You can’t download it onto your iPod or MP3 player. It doesn’t have a plasma screen, and there is nothing high-definition about it. People don’t trample each other the day after Thanksgiving to buy one.
But still, the simple pieces of folded paper known as holiday greeting cards fly off the shelves, especially at this time of year.
The U.S. Postal Service says 20 billion cards, letters and packages will be delivered between Thanksgiving and Christmas. Close to 2 billion holiday cards will go from one thoughtful person’s mailbox to another, according to the Greeting Card Association. And even with the advent of free e-greetings, paper cards aren’t going away anytime soon, the trade group says.
"Despite common theories, e-greetings or e-cards and traditional paper-based cards don’t really compete or substitute for one another," said Barbara Miller, spokeswoman for the Greeting Card Association. "They’re very different mediums."
Greeting cards are an emotional platform that have remained true to tradition over the years. Miller said icons such as Christmas trees, snow scenes and angels dominate card choices on the shelves, although a new twist or trend isn’t out of the question. Offerings for celebrations such as Hanukkah and Kwanzaa also have become more popular.
"An e-card is fun and it’s instantaneous, and the sender and receiver recognize that," Miller said. ”A greeting card has far more sentimental value.
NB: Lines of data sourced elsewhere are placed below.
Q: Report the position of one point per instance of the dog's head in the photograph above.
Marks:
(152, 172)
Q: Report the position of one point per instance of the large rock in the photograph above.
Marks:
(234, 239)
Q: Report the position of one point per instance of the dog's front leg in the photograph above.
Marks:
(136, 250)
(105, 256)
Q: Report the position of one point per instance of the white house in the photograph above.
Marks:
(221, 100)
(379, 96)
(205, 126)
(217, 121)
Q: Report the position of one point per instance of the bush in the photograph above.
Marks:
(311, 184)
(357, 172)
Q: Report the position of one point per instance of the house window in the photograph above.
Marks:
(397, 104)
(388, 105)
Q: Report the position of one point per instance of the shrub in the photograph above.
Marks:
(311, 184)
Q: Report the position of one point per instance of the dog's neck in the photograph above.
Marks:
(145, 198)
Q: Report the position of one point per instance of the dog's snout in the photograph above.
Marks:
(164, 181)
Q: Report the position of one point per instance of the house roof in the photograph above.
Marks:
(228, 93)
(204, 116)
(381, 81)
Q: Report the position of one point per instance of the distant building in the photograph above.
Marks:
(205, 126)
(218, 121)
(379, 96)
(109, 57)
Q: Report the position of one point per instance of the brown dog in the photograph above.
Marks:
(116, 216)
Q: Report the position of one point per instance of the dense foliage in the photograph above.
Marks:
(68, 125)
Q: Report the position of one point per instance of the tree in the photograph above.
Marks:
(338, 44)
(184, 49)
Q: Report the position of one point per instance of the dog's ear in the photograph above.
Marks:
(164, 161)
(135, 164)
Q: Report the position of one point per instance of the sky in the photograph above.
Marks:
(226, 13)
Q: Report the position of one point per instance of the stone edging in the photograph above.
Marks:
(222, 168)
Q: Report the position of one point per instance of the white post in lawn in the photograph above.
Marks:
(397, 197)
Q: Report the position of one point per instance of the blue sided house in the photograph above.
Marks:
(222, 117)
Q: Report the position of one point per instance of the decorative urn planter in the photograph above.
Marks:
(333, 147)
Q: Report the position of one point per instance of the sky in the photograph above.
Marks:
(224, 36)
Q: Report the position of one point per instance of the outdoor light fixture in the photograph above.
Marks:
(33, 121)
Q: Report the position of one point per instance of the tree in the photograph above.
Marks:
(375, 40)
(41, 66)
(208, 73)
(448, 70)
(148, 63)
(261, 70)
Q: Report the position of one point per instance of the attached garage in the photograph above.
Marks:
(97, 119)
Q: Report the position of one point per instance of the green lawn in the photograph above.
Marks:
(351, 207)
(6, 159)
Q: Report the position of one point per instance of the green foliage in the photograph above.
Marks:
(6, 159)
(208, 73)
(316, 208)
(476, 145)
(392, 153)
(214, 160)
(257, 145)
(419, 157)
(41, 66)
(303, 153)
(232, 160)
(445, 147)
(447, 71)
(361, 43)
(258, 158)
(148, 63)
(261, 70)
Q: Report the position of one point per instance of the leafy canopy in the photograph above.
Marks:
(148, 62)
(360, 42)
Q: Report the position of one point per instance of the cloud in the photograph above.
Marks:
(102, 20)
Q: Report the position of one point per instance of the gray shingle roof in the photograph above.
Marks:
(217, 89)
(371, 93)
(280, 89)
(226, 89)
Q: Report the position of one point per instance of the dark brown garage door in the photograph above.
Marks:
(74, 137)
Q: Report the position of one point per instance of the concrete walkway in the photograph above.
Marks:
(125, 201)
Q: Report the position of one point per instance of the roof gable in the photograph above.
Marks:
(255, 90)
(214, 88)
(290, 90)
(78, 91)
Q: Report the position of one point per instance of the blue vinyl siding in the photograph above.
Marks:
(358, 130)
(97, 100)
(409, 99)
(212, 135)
You send one for a longer-lasting, deeper meaning."
E-cards tend to make an appearance for those holidays with a less emotional pull, such as St. Patrick’s Day, Bosses Day or Halloween.
Naperville’s post office branches already are reporting an increase in the amount of mail coming through.
”We’ve noticed there’s been a pickup in the amount that is being sent over the weekend in particular,” Naperville postmaster Dennis Lyons said, noting that when staff arrives Monday they will find a high volume of mail waiting.
Part of that could be because of military mail, recommended sent by Dec. 4 if bound for Iraq or Afghanistan. For those with domestic packages, Dec. 15 is the deadline for sending something by parcel post if you want it under the tree by Christmas Day. Other, costlier options can allow you to delay shipping until Dec. 20 or Dec. 22.
To keep people from becoming Scrooge-like because of long lines and long waits, Lyons is pushing the use of the automated postal centers. People can use the machines at all hours of the day, every day, to prepare packages for mailing.